Mais là où les écoles deviennent un vrai goulot d’étranglement social, culturel et professionnel, c’est dans les quelques grandes écoles qui dominent le marché: le CFJ de Paris, la toute nouvelle école de journalisme de Sciences-Po et – un peu moins – l’ESJ de Lille. Ce sont les plus gros fournisseurs de journalistes politiques et économiques, qui sont appelés à occuper les sommets de la profession. Or, par leur trajet social et culturel, il est évident qu’ils sont ajustés à la vision de la politique politicienne, à la vue entrepreneuriale de l’entreprise et la vision élitaire de la culture et, partant, à une conception néo-libérale de la société. Ceux-là dominent le journalisme et leur domination est renforcée par là.
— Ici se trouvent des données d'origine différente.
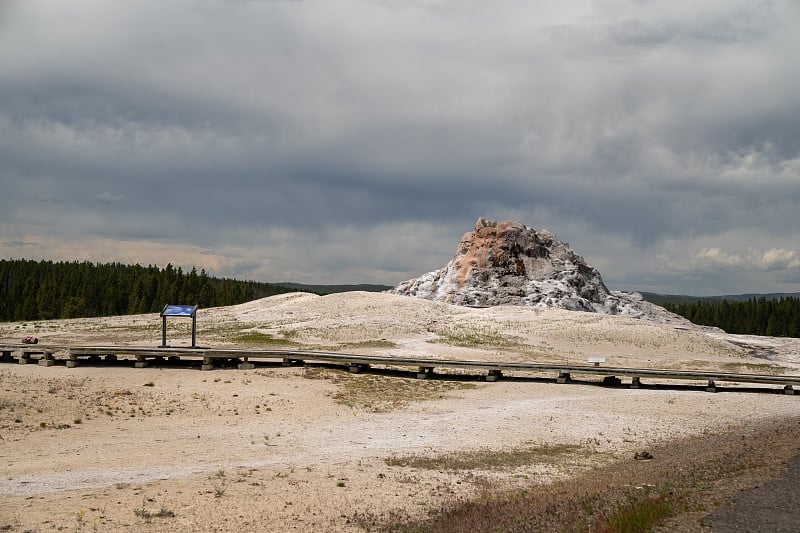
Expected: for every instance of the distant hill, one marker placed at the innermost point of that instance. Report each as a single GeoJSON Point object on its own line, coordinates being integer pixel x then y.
{"type": "Point", "coordinates": [41, 290]}
{"type": "Point", "coordinates": [661, 299]}
{"type": "Point", "coordinates": [332, 289]}
{"type": "Point", "coordinates": [773, 314]}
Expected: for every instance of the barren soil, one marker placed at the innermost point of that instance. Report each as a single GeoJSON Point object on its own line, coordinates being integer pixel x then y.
{"type": "Point", "coordinates": [112, 448]}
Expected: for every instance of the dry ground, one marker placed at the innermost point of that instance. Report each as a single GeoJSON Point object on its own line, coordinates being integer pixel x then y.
{"type": "Point", "coordinates": [113, 448]}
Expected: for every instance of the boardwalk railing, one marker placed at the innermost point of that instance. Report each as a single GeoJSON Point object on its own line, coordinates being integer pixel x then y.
{"type": "Point", "coordinates": [356, 363]}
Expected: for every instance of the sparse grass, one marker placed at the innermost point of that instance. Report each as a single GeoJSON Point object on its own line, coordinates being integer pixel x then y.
{"type": "Point", "coordinates": [490, 459]}
{"type": "Point", "coordinates": [644, 508]}
{"type": "Point", "coordinates": [474, 337]}
{"type": "Point", "coordinates": [625, 496]}
{"type": "Point", "coordinates": [382, 394]}
{"type": "Point", "coordinates": [147, 515]}
{"type": "Point", "coordinates": [261, 339]}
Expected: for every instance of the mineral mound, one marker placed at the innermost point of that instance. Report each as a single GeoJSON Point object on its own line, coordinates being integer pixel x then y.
{"type": "Point", "coordinates": [508, 263]}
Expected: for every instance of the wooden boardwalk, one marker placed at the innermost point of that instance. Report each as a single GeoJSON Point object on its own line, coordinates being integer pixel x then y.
{"type": "Point", "coordinates": [45, 355]}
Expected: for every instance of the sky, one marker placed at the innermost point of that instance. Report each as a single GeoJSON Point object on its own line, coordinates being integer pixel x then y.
{"type": "Point", "coordinates": [356, 141]}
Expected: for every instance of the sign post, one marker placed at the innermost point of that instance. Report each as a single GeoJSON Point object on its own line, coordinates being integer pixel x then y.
{"type": "Point", "coordinates": [178, 310]}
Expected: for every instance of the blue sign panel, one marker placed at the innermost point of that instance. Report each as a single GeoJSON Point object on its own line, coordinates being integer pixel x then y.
{"type": "Point", "coordinates": [179, 310]}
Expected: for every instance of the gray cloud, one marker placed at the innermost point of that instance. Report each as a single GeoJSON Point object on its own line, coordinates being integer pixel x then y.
{"type": "Point", "coordinates": [270, 138]}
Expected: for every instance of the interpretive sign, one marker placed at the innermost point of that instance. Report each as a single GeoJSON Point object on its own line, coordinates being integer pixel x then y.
{"type": "Point", "coordinates": [179, 311]}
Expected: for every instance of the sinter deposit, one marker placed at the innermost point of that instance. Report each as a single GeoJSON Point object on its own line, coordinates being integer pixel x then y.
{"type": "Point", "coordinates": [508, 263]}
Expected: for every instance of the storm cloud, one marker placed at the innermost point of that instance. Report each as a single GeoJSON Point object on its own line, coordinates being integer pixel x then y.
{"type": "Point", "coordinates": [355, 141]}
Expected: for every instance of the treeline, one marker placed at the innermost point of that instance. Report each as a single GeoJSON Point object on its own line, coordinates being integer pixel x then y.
{"type": "Point", "coordinates": [772, 317]}
{"type": "Point", "coordinates": [40, 290]}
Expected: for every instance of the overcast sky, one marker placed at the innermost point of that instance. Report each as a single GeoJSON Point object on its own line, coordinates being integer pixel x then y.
{"type": "Point", "coordinates": [355, 141]}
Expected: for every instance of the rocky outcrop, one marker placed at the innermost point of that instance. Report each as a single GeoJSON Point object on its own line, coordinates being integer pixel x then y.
{"type": "Point", "coordinates": [508, 263]}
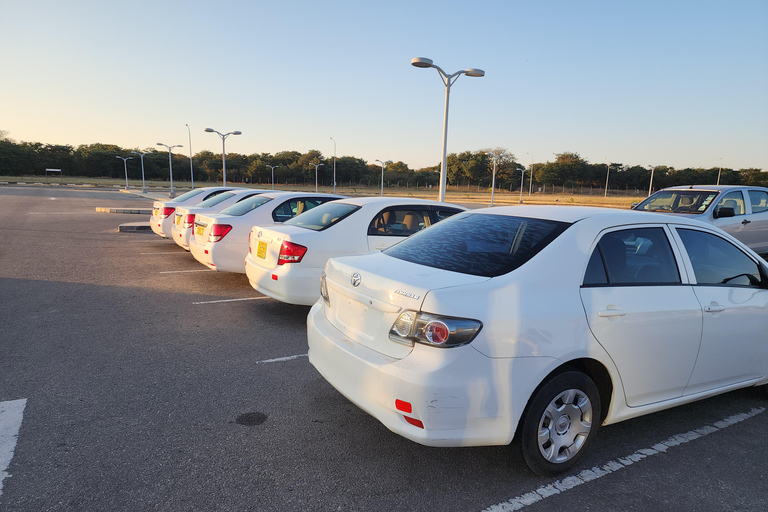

Et la précarisation des soutiers de l’information dont l’indépendance est quasi-inexistante participe à cette évolution. Dans le sens où l’indépendance même du journaliste est mise en péril. Un pigiste – et il y en a de plus en plus – ne refuse pas un thème proposé, même si personnellement il ne couvrirait pas l’événement. Alors qu’un grand reporter chevronné peut discuter avec son rédacteur en chef, le pigiste, même réfractaire, fournit ce qu’on lui commande parce qu’il est sous la pression
permanente du chantage à l’emploi.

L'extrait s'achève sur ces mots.